What’s in a name?

“What’s in a name? That which we call a rose
By any other name would smell as sweet.”
Romeo and Juliet (II, ii, 1-2)

Those who can remember past the Internet furore of SOPA and PIPA last week, may remember that when Google plus was launched, an awful lot of people were rather annoyed that you could only use your own “real name“, whatever that means.  In fact, G+ specifically disallowed people from using pseudonyms, whilst other forums like Launchpad merely encouraged the practise.  Of course, that leads on to the thorny issue of what a someone’s name looks like in different parts of the world, or is supposed to look like.  Of course, some names are inherently a bad idea to give to your kids, while others have fallen out of fashion, such as Methuselah.  What you name your Wi-Fi network is another matter entirely – my favourite is ”Pretty fly for a wi-fi”.

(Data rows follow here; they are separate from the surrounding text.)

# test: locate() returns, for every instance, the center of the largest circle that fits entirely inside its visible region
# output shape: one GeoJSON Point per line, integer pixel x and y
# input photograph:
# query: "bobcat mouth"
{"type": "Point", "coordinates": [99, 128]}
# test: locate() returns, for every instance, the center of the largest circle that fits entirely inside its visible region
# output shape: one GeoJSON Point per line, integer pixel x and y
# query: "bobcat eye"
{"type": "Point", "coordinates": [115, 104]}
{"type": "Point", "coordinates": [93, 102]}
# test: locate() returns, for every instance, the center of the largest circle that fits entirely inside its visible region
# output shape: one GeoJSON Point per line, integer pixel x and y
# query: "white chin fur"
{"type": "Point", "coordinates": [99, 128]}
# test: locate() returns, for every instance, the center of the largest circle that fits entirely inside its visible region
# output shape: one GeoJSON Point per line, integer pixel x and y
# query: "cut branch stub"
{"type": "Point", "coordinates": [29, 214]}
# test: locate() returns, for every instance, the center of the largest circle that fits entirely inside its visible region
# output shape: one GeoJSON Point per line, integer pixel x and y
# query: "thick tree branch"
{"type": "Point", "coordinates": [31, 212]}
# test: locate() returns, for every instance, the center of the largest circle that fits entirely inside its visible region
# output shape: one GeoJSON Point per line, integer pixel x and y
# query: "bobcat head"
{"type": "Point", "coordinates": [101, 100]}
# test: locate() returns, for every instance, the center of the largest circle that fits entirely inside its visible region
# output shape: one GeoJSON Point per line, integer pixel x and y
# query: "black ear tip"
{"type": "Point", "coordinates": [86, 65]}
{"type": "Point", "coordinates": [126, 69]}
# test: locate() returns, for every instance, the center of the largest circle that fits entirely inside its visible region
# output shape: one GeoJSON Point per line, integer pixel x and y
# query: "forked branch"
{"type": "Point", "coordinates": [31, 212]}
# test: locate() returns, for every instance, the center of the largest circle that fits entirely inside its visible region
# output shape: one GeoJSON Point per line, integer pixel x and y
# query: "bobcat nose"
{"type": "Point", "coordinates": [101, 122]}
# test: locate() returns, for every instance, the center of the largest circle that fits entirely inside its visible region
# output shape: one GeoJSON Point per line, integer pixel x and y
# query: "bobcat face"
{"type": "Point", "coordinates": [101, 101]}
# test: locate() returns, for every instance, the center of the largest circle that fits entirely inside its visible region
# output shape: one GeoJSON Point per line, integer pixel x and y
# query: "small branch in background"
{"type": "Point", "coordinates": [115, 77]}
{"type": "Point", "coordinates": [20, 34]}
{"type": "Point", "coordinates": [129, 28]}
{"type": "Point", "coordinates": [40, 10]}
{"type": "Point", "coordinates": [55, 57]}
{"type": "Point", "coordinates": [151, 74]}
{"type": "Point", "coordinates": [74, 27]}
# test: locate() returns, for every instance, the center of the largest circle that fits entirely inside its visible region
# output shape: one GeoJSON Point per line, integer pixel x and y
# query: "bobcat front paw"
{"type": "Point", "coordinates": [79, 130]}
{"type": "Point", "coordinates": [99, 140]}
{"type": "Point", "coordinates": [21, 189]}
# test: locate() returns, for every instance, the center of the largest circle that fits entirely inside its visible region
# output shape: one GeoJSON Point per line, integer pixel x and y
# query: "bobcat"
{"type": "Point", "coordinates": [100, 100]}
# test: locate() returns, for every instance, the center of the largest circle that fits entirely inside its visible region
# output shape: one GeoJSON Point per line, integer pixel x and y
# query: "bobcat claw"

Now, as has been pointed out, some people don’t want to use their real names on the Internet – pseudonyms are used to avoid online abuse, stalking, identity theft, arrest for political activism, sexual discrimination and other fun things you don’t want to deal with in cyberspace.  In fact, having a real name policy can cause specific harm to a wide category of users

Having said all of that, Google appears to have seen the error of its ways and will now have a “more inclusive” naming policy, including allowing names in non-Latin scripts.  It looks like they have started to realise that some of their assumptions when it comes to what constitutes a name may actually be incorrect.  It also still seems to be up to Google to determine what constitutes, amongst other things, a “meaningful following”.  Would Google, in their infinite wisdom, determine that I could justifiably set up G+ account called Geekonomicon, or would it just delete it as they have done to other users with names they didn’t like the look of?

However, this doesn’t seem to mean you can set up a G+ account and have it be known only by a pseudonym of your choosing; if you have an uncommon name, having it be publicly searchable at all may be something you don’t want, if only to avoid identity theft.

Now, G+ has had those criticising it and even declaring it to be already dead, but it looks like they insist on being  alive and kicking – and changing the goalposts – at least for the time being.